Книжный шкаф закрылся за нами, обернувшись с другой стороны дверью с круглой ручкой. Дверь выходила на верхнюю площадку. Вниз вела широкая винтовая лестница с перилами по обе стороны. Ее ступени были невысокими, достаточно широкими и не скользкими – в общем, она совсем не походила на обычную лестницу в подвал, на которой только ноги ломать. Дити шла за мной и держала меня за руку, точно испуганный ребенок.

Помещение было светлым, с хорошей вентиляцией, совсем не похожее на подвал. Наши мужья были у дальней стены, они склонялись над столом и, по всей видимости, нашего появления не заметили. Оглядевшись в поисках машины времени, я ничего похожего не увидела – по крайней мере, в стиле шоу Джорджа Пала или читанных мной книг. Вокруг было полно всякой техники. Сверлильный станок выглядел вполне обычно, токарный тоже, все остальное было мне незнакомо, но напоминало оборудование ремонтной мастерской.

Мой муж наконец заметил нас, выпрямился и сказал:

– Добро пожаловать, дамы!

Зебби повернул голову и строго сказал:

– Опаздываете на урок! Занимайте места, никакой болтовни на лекции. Делайте заметки, завтра в восемь утра контрольная. Если у вас появятся вопросы, поднимайте руку и ждите, когда вас вызовут. Нарушители дисциплины останутся после уроков и будут мыть классную доску.

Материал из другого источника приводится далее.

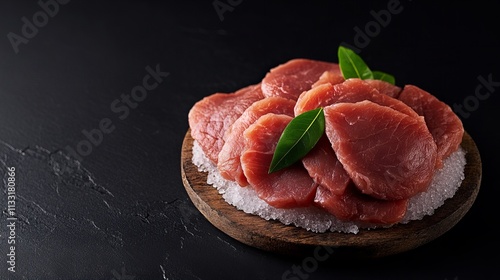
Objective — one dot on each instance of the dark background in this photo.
(120, 211)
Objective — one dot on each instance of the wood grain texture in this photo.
(290, 240)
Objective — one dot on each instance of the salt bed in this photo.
(445, 183)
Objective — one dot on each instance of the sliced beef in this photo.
(229, 164)
(287, 188)
(443, 123)
(388, 154)
(332, 77)
(352, 205)
(323, 166)
(322, 163)
(210, 117)
(385, 88)
(352, 90)
(290, 79)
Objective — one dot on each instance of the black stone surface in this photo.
(98, 191)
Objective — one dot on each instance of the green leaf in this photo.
(298, 138)
(352, 65)
(378, 75)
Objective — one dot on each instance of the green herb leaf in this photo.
(298, 138)
(352, 65)
(377, 75)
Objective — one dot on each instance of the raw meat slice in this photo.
(288, 188)
(385, 87)
(323, 166)
(388, 155)
(352, 90)
(229, 157)
(443, 123)
(332, 77)
(355, 206)
(326, 170)
(290, 79)
(210, 117)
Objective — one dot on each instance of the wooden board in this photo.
(290, 240)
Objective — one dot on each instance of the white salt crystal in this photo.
(444, 185)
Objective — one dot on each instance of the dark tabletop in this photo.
(94, 100)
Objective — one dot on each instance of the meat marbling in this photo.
(210, 117)
(286, 188)
(388, 155)
(229, 164)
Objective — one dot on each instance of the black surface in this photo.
(121, 211)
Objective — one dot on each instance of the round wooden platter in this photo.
(293, 241)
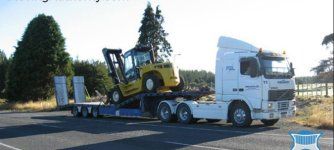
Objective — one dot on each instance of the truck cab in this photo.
(250, 84)
(260, 79)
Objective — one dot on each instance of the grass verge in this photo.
(44, 105)
(314, 112)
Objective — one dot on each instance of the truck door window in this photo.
(245, 67)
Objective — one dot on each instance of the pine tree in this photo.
(152, 32)
(3, 71)
(39, 56)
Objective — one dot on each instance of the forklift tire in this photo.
(180, 86)
(270, 122)
(165, 114)
(151, 83)
(115, 96)
(240, 115)
(184, 115)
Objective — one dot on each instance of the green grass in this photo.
(44, 105)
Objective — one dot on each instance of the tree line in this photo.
(40, 55)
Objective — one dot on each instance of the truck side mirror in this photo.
(254, 68)
(292, 69)
(138, 72)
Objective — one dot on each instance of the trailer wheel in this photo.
(84, 111)
(75, 112)
(115, 96)
(95, 112)
(241, 115)
(184, 115)
(212, 120)
(151, 83)
(270, 122)
(180, 86)
(165, 113)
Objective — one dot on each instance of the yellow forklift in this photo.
(137, 71)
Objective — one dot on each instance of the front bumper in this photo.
(276, 112)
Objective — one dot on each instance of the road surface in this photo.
(59, 130)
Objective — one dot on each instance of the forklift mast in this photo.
(112, 63)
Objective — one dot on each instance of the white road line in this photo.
(215, 130)
(198, 146)
(51, 126)
(202, 129)
(8, 146)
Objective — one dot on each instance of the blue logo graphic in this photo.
(305, 140)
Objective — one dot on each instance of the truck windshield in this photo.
(276, 67)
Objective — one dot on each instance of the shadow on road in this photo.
(134, 133)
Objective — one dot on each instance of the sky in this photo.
(194, 27)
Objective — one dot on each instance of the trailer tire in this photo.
(75, 112)
(269, 122)
(95, 112)
(240, 115)
(84, 112)
(115, 96)
(184, 115)
(151, 83)
(165, 113)
(212, 120)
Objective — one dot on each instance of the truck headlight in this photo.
(270, 105)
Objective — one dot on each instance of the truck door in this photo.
(230, 75)
(250, 86)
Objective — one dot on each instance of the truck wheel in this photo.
(84, 112)
(180, 86)
(212, 120)
(75, 112)
(115, 96)
(269, 122)
(151, 83)
(184, 114)
(95, 112)
(165, 113)
(241, 115)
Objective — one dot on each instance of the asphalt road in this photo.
(59, 130)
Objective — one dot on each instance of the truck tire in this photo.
(184, 115)
(165, 113)
(84, 112)
(95, 112)
(115, 96)
(151, 83)
(75, 112)
(269, 122)
(179, 87)
(240, 115)
(212, 120)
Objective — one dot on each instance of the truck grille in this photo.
(283, 105)
(275, 95)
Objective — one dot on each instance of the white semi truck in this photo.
(250, 84)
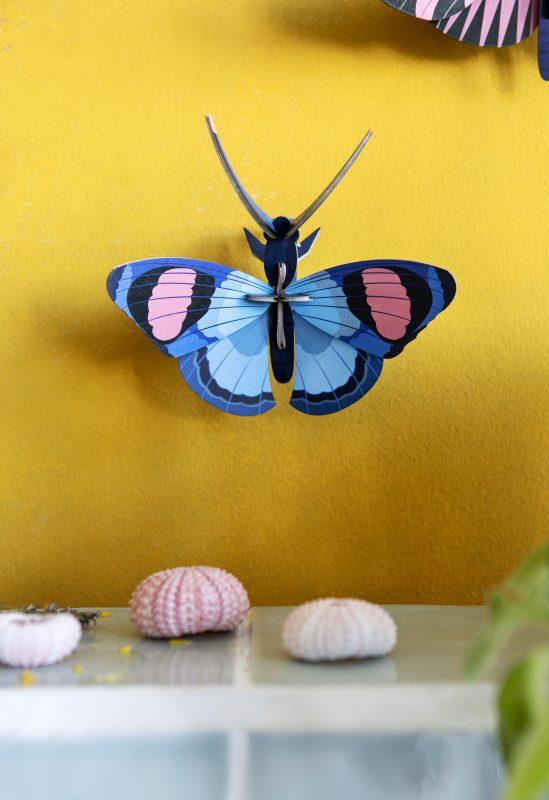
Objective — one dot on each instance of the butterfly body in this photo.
(330, 331)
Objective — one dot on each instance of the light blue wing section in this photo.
(232, 373)
(330, 373)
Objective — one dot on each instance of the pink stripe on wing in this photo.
(490, 8)
(388, 301)
(507, 7)
(169, 302)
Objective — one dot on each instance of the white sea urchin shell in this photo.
(334, 629)
(37, 640)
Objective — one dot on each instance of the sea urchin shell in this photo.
(186, 600)
(37, 640)
(334, 629)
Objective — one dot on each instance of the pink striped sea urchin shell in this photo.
(37, 640)
(334, 629)
(186, 600)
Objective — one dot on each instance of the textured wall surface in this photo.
(430, 488)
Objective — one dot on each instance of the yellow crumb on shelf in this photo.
(27, 678)
(109, 677)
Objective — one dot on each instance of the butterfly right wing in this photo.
(197, 311)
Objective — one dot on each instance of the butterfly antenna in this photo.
(315, 205)
(263, 220)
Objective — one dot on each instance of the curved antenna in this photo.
(315, 205)
(263, 220)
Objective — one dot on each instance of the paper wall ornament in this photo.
(330, 331)
(486, 23)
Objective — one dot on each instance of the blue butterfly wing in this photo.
(330, 374)
(376, 306)
(232, 373)
(358, 314)
(197, 311)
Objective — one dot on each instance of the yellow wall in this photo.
(428, 490)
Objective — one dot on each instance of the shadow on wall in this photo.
(362, 24)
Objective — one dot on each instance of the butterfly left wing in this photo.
(492, 23)
(357, 315)
(197, 311)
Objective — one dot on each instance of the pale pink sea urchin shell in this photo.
(37, 640)
(186, 600)
(334, 629)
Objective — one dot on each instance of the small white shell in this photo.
(334, 629)
(37, 640)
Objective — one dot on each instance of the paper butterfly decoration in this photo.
(486, 23)
(333, 329)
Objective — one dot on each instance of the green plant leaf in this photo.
(521, 696)
(522, 599)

Дити показала ему язык и молча села за стол.

Я же погладила его по ежику на макушке и прошептала пару непристойностей ему на ушко. Затем поцеловала мужа и тоже села.

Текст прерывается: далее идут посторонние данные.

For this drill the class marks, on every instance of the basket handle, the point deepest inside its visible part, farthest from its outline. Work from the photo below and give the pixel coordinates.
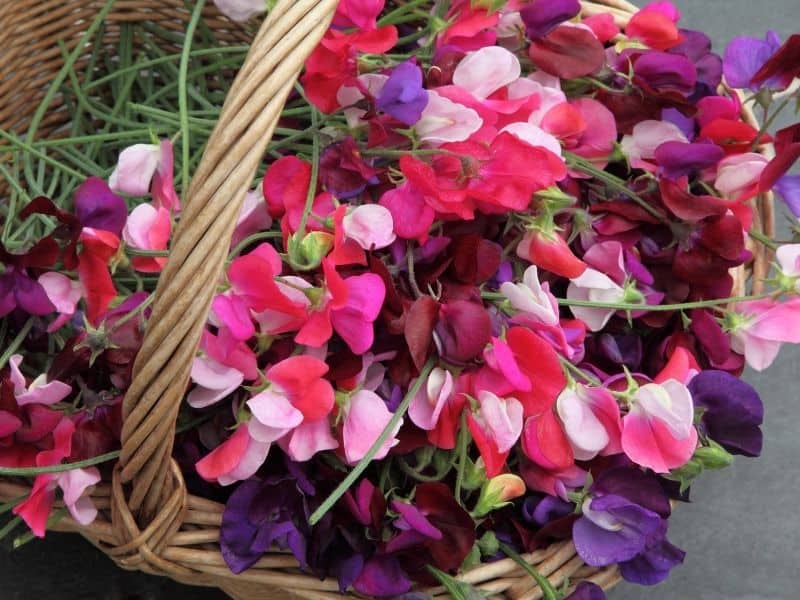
(145, 476)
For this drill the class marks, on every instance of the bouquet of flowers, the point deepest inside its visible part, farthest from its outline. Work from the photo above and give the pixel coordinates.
(488, 292)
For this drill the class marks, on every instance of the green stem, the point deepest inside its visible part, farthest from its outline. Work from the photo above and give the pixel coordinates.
(33, 471)
(581, 164)
(548, 591)
(397, 417)
(16, 342)
(183, 102)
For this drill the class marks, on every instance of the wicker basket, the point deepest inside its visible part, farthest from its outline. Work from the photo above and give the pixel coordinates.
(147, 520)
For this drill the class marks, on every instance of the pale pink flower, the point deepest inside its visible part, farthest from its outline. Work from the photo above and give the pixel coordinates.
(591, 420)
(64, 293)
(487, 70)
(241, 10)
(594, 286)
(658, 431)
(428, 403)
(135, 169)
(213, 381)
(370, 225)
(640, 147)
(532, 298)
(40, 391)
(761, 326)
(365, 418)
(445, 121)
(738, 175)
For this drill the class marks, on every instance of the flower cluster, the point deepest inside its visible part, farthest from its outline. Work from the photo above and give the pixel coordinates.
(491, 279)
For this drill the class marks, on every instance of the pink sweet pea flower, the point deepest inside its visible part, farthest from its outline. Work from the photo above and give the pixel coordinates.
(369, 225)
(39, 391)
(658, 431)
(135, 169)
(365, 417)
(241, 10)
(759, 327)
(594, 286)
(235, 459)
(144, 167)
(532, 298)
(213, 382)
(427, 405)
(295, 405)
(148, 228)
(487, 70)
(738, 175)
(640, 146)
(35, 509)
(445, 121)
(64, 293)
(591, 420)
(495, 428)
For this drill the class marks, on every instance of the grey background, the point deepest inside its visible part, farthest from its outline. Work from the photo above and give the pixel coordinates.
(741, 534)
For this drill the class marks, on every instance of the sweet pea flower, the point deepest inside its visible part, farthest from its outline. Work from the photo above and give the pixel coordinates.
(594, 286)
(241, 10)
(370, 225)
(444, 121)
(496, 427)
(738, 175)
(640, 146)
(365, 417)
(427, 404)
(591, 420)
(144, 168)
(403, 96)
(658, 431)
(294, 408)
(759, 327)
(213, 382)
(64, 293)
(487, 70)
(532, 298)
(40, 391)
(148, 228)
(624, 522)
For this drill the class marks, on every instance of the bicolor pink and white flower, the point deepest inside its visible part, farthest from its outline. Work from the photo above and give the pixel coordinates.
(760, 327)
(658, 431)
(591, 420)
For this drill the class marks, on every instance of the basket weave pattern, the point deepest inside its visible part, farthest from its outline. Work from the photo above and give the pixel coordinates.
(147, 520)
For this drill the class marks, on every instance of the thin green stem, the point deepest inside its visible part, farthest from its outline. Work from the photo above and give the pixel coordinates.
(183, 102)
(16, 342)
(394, 422)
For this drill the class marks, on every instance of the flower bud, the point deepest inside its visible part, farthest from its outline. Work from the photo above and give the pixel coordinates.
(497, 492)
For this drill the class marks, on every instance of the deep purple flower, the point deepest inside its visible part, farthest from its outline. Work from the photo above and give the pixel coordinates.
(262, 513)
(98, 207)
(788, 188)
(586, 590)
(624, 521)
(744, 56)
(541, 18)
(663, 73)
(678, 159)
(733, 411)
(696, 46)
(654, 564)
(403, 96)
(542, 511)
(681, 121)
(17, 290)
(382, 576)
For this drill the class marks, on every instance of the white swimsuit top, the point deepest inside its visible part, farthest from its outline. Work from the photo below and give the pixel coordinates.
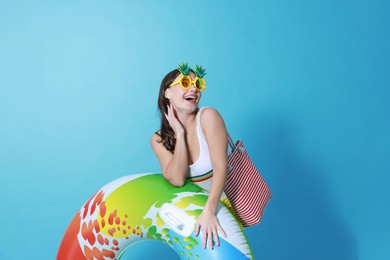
(201, 169)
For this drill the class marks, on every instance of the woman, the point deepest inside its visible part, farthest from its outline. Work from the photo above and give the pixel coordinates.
(192, 143)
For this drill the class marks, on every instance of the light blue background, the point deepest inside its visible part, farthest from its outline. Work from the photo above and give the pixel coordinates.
(304, 83)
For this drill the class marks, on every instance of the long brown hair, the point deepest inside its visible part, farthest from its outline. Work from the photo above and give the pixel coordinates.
(166, 132)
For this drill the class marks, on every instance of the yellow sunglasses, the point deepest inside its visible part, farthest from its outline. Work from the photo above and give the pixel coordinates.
(186, 82)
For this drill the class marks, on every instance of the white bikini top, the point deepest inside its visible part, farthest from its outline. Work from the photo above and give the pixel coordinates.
(201, 169)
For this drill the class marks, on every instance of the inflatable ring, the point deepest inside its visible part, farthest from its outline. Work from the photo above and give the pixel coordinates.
(145, 206)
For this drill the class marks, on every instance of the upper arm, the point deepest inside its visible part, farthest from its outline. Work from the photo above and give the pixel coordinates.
(216, 136)
(163, 155)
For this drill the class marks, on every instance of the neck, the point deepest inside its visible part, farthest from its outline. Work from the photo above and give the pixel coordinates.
(186, 119)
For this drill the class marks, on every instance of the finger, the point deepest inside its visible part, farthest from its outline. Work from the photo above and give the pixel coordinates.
(222, 231)
(197, 227)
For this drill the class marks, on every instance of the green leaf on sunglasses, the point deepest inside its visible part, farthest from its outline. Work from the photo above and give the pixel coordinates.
(199, 71)
(184, 69)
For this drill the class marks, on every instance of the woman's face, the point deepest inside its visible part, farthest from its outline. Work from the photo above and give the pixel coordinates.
(183, 99)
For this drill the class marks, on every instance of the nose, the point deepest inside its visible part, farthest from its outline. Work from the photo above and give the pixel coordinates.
(192, 88)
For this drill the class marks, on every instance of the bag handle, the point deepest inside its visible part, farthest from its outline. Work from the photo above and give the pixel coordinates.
(231, 142)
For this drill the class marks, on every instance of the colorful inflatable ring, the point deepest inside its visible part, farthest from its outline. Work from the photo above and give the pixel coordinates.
(145, 206)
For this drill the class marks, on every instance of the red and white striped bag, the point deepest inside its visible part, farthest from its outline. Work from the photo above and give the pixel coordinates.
(245, 188)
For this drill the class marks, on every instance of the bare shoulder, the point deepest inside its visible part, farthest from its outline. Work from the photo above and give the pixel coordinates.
(211, 119)
(210, 113)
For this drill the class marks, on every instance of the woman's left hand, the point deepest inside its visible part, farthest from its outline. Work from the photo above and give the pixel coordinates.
(210, 226)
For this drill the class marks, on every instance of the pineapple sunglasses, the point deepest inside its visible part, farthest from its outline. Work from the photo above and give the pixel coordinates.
(186, 82)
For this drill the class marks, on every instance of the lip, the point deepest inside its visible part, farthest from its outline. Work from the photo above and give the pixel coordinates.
(191, 98)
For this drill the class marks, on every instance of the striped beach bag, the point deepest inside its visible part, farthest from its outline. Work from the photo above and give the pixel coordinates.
(245, 188)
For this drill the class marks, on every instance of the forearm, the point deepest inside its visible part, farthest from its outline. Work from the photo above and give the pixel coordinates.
(217, 187)
(177, 169)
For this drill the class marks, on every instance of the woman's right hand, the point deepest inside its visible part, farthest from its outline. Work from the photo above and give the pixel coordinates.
(174, 122)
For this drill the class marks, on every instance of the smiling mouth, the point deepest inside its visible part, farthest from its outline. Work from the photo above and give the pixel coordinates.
(190, 98)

Мой муж обратился к Зебби, возобновляя разговор:

– Так я потерял еще несколько гироскопов.

Я подняла руку.

– Да, Хильда, дорогая? – сказал мой муж.

– В «Monkey Ward» продают отличные «гиро топс»[30] – я куплю тебе сразу сто штук.

– Спасибо, дражайшая моя, но они не того сорта. Мои делают «Sperry Division», филиал «General Foods».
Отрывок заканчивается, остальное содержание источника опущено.